Tem data no esporte que carrega peso simbólico, e no ciclismo francês nenhuma pesa como o 14 de julho. É o Dia da Bastilha — o feriado nacional da França — e, desde sempre, o dia em que qualquer francês no pelotão daria um rim para vencer uma etapa do Tour. Neste ano, o roteiro caprichou: a montanha volta exatamente hoje, com uma tirada de 166,6 km pelo Massif Central, de Aurillac a Le Lioran.
Se você acha que 166 km é pouco, olhe a altimetria: 3.800 metros de subida acumulada — quase o mesmo tanto da etapa do Tourmalet, lá nos Pireneus. Traduzindo para quem pedala no fim de semana: é como subir a ladeira mais cruel do seu bairro umas quarenta vezes seguidas, com o mundo todo assistindo.
Um cardápio de sete subidas
A etapa engana no começo. São uns 65 km de terreno ondulado, quase um aquecimento, antes de a conta chegar. A primeira mordida é a Côte de Pailherols (3,3 km a 6,5%), só um aperitivo. Depois vem o prato principal: Col de la Griffoul (5,9 km a 6,7%), que não aparecia no Tour desde 1975, seguido do Col de Prat de Bouc e da Côte de Murat. Ao todo, são sete subidas catalogadas.
O ponto de virada tem nome e sobrenome: o Col de Pertus, 4,4 km a 8,5% de inclinação média, com o cume a apenas 14,5 km da chegada. É ali, naquela rampa que castiga a panturrilha, que um ataque para valer costuma nascer. Quem tiver perna sobrando espera esse momento para rasgar o pelotão.
• Percurso: Aurillac → Le Lioran, 166,6 km pelo Massif Central
• Altimetria: 3.800 m de subida — quase igual à etapa do Tourmalet
• 7 subidas catalogadas; a decisiva é o Col de Pertus (4,4 km a 8,5%)

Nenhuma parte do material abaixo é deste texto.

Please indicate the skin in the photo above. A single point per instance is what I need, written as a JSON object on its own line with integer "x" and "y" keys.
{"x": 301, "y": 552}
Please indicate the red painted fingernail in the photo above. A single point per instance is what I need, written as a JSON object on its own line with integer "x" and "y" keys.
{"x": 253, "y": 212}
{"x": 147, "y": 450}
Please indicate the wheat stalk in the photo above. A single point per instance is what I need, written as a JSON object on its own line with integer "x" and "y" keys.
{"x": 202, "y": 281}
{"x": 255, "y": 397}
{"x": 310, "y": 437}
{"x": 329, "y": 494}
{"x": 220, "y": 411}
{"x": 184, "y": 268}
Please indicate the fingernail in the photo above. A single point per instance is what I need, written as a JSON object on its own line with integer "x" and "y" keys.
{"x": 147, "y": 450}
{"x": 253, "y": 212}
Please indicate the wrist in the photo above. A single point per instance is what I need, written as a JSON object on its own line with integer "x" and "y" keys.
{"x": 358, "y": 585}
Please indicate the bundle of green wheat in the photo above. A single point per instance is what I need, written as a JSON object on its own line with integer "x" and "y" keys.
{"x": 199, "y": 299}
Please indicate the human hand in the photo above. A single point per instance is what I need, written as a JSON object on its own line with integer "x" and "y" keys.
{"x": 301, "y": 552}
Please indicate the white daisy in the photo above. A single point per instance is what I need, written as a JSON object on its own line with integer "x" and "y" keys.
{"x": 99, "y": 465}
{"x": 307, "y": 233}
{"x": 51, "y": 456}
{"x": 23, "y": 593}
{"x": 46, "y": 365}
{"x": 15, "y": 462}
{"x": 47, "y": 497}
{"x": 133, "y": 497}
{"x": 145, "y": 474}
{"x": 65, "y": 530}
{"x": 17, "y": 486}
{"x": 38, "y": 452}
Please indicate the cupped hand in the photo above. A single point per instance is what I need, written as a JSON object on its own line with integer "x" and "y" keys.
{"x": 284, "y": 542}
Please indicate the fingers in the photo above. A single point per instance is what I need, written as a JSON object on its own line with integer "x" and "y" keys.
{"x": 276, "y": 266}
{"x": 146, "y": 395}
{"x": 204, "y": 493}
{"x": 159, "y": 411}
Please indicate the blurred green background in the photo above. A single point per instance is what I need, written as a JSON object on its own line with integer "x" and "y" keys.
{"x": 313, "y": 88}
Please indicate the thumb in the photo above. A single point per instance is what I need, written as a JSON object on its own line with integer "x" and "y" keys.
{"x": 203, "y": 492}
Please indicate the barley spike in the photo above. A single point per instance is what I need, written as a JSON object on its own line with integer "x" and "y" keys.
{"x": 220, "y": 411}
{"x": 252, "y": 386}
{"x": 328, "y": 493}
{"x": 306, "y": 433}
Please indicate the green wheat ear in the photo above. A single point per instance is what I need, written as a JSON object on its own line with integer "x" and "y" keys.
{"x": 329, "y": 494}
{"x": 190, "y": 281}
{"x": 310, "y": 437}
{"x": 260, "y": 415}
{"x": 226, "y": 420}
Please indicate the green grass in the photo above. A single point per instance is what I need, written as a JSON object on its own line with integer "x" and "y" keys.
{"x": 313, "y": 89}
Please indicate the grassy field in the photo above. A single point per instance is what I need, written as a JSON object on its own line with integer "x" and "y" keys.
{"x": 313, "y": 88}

• Amarelo: Tadej Pogačar (UAE), +2min42s sobre Vingegaard
• 3º na geral: Isaac del Toro (UAE), a 3min27s
• Verde (regularidade): Mads Pedersen (Lidl-Trek), líder folgado
• Numa fuga, um corredor pode somar até 33 pontos de montanha só hoje
Pogačar de amarelo, Vingegaard à espreita
No topo da geral, a novela de sempre. Tadej Pogačar (UAE Team Emirates-XRG) veste o amarelo com 2min42s de vantagem sobre o eterno rival Jonas Vingegaard (Visma). O esloveno reassumiu a liderança com um daqueles ataques de longe no Col du Tourmalet, na 6ª etapa — o tipo de golpe que decide um Tour antes da metade. Terceiro na classificação aparece o jovem mexicano Isaac del Toro, companheiro de Pogačar, a 3min27s.

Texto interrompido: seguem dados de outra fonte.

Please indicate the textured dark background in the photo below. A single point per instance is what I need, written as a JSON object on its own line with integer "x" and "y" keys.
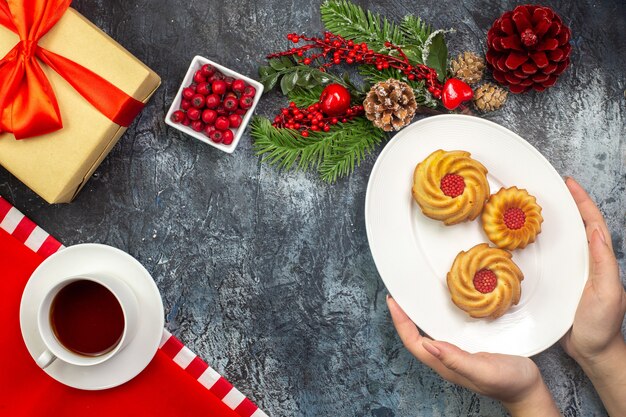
{"x": 268, "y": 275}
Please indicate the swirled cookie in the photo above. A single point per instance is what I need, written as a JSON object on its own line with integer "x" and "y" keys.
{"x": 512, "y": 218}
{"x": 450, "y": 186}
{"x": 484, "y": 281}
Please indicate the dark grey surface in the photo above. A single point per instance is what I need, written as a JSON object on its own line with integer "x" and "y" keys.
{"x": 268, "y": 275}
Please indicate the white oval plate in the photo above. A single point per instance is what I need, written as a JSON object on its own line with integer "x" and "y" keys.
{"x": 82, "y": 259}
{"x": 414, "y": 253}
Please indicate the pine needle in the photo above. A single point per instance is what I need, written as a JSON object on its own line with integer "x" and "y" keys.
{"x": 333, "y": 155}
{"x": 352, "y": 22}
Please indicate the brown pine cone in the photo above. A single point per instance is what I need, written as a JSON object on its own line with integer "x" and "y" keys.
{"x": 390, "y": 105}
{"x": 468, "y": 67}
{"x": 489, "y": 97}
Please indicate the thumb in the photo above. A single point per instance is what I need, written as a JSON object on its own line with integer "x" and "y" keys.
{"x": 455, "y": 359}
{"x": 604, "y": 271}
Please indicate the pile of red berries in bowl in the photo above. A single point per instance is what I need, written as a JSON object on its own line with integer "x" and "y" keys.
{"x": 214, "y": 104}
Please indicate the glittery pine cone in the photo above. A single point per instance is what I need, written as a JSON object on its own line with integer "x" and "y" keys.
{"x": 528, "y": 47}
{"x": 390, "y": 105}
{"x": 489, "y": 97}
{"x": 468, "y": 67}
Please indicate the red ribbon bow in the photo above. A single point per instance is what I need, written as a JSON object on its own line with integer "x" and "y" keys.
{"x": 28, "y": 106}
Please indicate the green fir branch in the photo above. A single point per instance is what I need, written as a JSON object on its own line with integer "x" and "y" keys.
{"x": 350, "y": 149}
{"x": 288, "y": 74}
{"x": 352, "y": 22}
{"x": 415, "y": 29}
{"x": 333, "y": 154}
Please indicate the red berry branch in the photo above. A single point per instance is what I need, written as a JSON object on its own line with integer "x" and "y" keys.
{"x": 337, "y": 50}
{"x": 312, "y": 118}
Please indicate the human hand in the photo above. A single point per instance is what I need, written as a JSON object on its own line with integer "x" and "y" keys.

Dois minutos e meio parece muito, mas na montanha vira fumaça em um mau dia. Vingegaard sabe que precisa atacar, e o Col de Pertus é o convite. A pergunta que fica no ar é a de sempre: alguém consegue tirar tempo de Pogačar quando a estrada aponta para o céu? Até aqui, ninguém conseguiu.

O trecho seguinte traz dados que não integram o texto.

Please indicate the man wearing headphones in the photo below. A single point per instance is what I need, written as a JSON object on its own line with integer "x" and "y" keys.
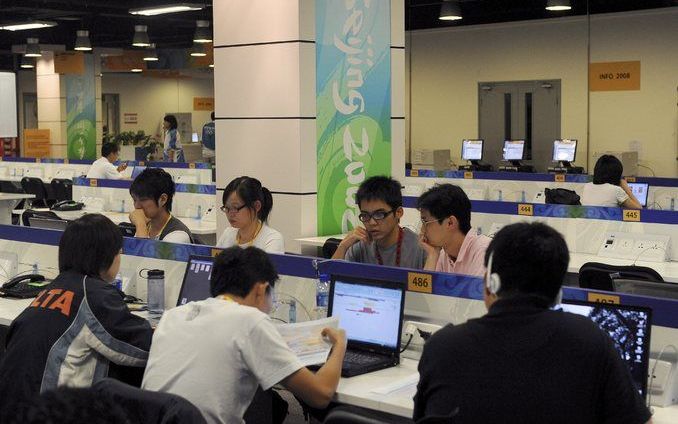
{"x": 523, "y": 362}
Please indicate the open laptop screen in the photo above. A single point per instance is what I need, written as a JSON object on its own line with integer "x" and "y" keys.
{"x": 628, "y": 326}
{"x": 196, "y": 285}
{"x": 370, "y": 312}
{"x": 640, "y": 191}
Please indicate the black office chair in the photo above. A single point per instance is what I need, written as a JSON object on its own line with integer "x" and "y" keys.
{"x": 30, "y": 213}
{"x": 62, "y": 188}
{"x": 34, "y": 186}
{"x": 147, "y": 406}
{"x": 330, "y": 246}
{"x": 599, "y": 276}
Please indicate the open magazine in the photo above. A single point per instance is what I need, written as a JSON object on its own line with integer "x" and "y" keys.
{"x": 305, "y": 339}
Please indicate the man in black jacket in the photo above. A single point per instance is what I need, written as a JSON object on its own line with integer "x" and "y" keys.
{"x": 79, "y": 325}
{"x": 523, "y": 362}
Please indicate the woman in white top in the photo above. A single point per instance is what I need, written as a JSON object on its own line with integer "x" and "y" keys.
{"x": 247, "y": 205}
{"x": 608, "y": 187}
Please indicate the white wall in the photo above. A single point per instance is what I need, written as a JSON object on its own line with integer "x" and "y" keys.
{"x": 151, "y": 98}
{"x": 447, "y": 64}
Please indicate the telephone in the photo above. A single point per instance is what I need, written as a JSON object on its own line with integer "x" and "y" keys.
{"x": 68, "y": 205}
{"x": 24, "y": 286}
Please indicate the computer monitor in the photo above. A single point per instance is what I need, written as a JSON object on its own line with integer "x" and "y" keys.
{"x": 472, "y": 150}
{"x": 137, "y": 170}
{"x": 196, "y": 284}
{"x": 370, "y": 311}
{"x": 564, "y": 150}
{"x": 628, "y": 326}
{"x": 514, "y": 150}
{"x": 640, "y": 190}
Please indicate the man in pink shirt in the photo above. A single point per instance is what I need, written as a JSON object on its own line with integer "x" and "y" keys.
{"x": 445, "y": 234}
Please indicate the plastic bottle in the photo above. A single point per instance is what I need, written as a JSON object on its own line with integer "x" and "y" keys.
{"x": 293, "y": 312}
{"x": 156, "y": 291}
{"x": 322, "y": 293}
{"x": 118, "y": 281}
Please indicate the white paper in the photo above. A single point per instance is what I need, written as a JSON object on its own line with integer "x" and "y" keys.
{"x": 305, "y": 339}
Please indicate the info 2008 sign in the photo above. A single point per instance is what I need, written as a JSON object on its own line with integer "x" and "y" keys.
{"x": 353, "y": 104}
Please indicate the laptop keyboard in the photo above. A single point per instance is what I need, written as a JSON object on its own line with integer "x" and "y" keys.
{"x": 360, "y": 358}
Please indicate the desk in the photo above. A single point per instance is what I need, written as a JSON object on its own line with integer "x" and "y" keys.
{"x": 357, "y": 391}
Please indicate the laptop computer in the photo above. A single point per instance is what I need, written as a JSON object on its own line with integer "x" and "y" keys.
{"x": 196, "y": 283}
{"x": 629, "y": 327}
{"x": 640, "y": 190}
{"x": 371, "y": 313}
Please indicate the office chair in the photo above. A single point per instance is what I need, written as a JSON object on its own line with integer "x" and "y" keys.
{"x": 599, "y": 276}
{"x": 147, "y": 406}
{"x": 62, "y": 188}
{"x": 330, "y": 246}
{"x": 34, "y": 186}
{"x": 30, "y": 213}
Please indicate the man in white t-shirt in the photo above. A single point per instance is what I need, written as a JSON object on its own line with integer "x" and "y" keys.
{"x": 103, "y": 167}
{"x": 217, "y": 351}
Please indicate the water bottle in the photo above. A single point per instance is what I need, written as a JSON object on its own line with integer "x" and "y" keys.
{"x": 118, "y": 281}
{"x": 156, "y": 291}
{"x": 293, "y": 312}
{"x": 322, "y": 293}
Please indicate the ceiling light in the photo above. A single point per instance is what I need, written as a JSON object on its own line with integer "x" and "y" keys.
{"x": 169, "y": 8}
{"x": 150, "y": 54}
{"x": 140, "y": 36}
{"x": 450, "y": 11}
{"x": 202, "y": 32}
{"x": 557, "y": 5}
{"x": 32, "y": 48}
{"x": 198, "y": 51}
{"x": 28, "y": 25}
{"x": 82, "y": 43}
{"x": 27, "y": 63}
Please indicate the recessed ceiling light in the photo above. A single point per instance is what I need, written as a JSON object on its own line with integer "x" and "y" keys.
{"x": 169, "y": 8}
{"x": 28, "y": 25}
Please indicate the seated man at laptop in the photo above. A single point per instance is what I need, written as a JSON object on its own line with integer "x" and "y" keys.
{"x": 382, "y": 241}
{"x": 103, "y": 167}
{"x": 215, "y": 352}
{"x": 523, "y": 362}
{"x": 445, "y": 233}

A briga paralela: o verde de Pedersen
Nem só de geral vive o Tour. Na disputa por regularidade — a camisa verde, dos pontos —, Mads Pedersen (Lidl-Trek) construiu uma vantagem confortável catando pontos nos sprints intermediários e segurando os rivais nas chegadas de pelotão em Bordeaux e Bergerac. Numa etapa de montanha como a de hoje, o verde tende a hibernar, mas Pedersen já fez o dever de casa nas semanas anteriores.
Por que uma etapa de meio de Tour importa tanto
Tem uma beleza escondida no Dia da Bastilha: hoje, um único corredor pode somar até 33 pontos na classificação de montanha — em tese, o suficiente para saltar à liderança dessa disputa mesmo sem ter pontuado nas nove etapas anteriores. É a prova de que, no ciclismo, um bom dia apaga meses de anonimato. É o azarão da fuga que vira herói nacional entre o café da manhã e o pódio.
Para quem pedala por prazer, fica a lição que o Tour repete todo verão europeu: a montanha não perdoa quem começa rápido demais nem premia quem guarda demais. Dosar é tudo — na estrada dos profissionais e na sua subida de domingo. No fim, o Tour de 2026 segue com um roteiro claro e um rei de amarelo. Mas é justo no 14 de julho que a França cobra sua parte da festa.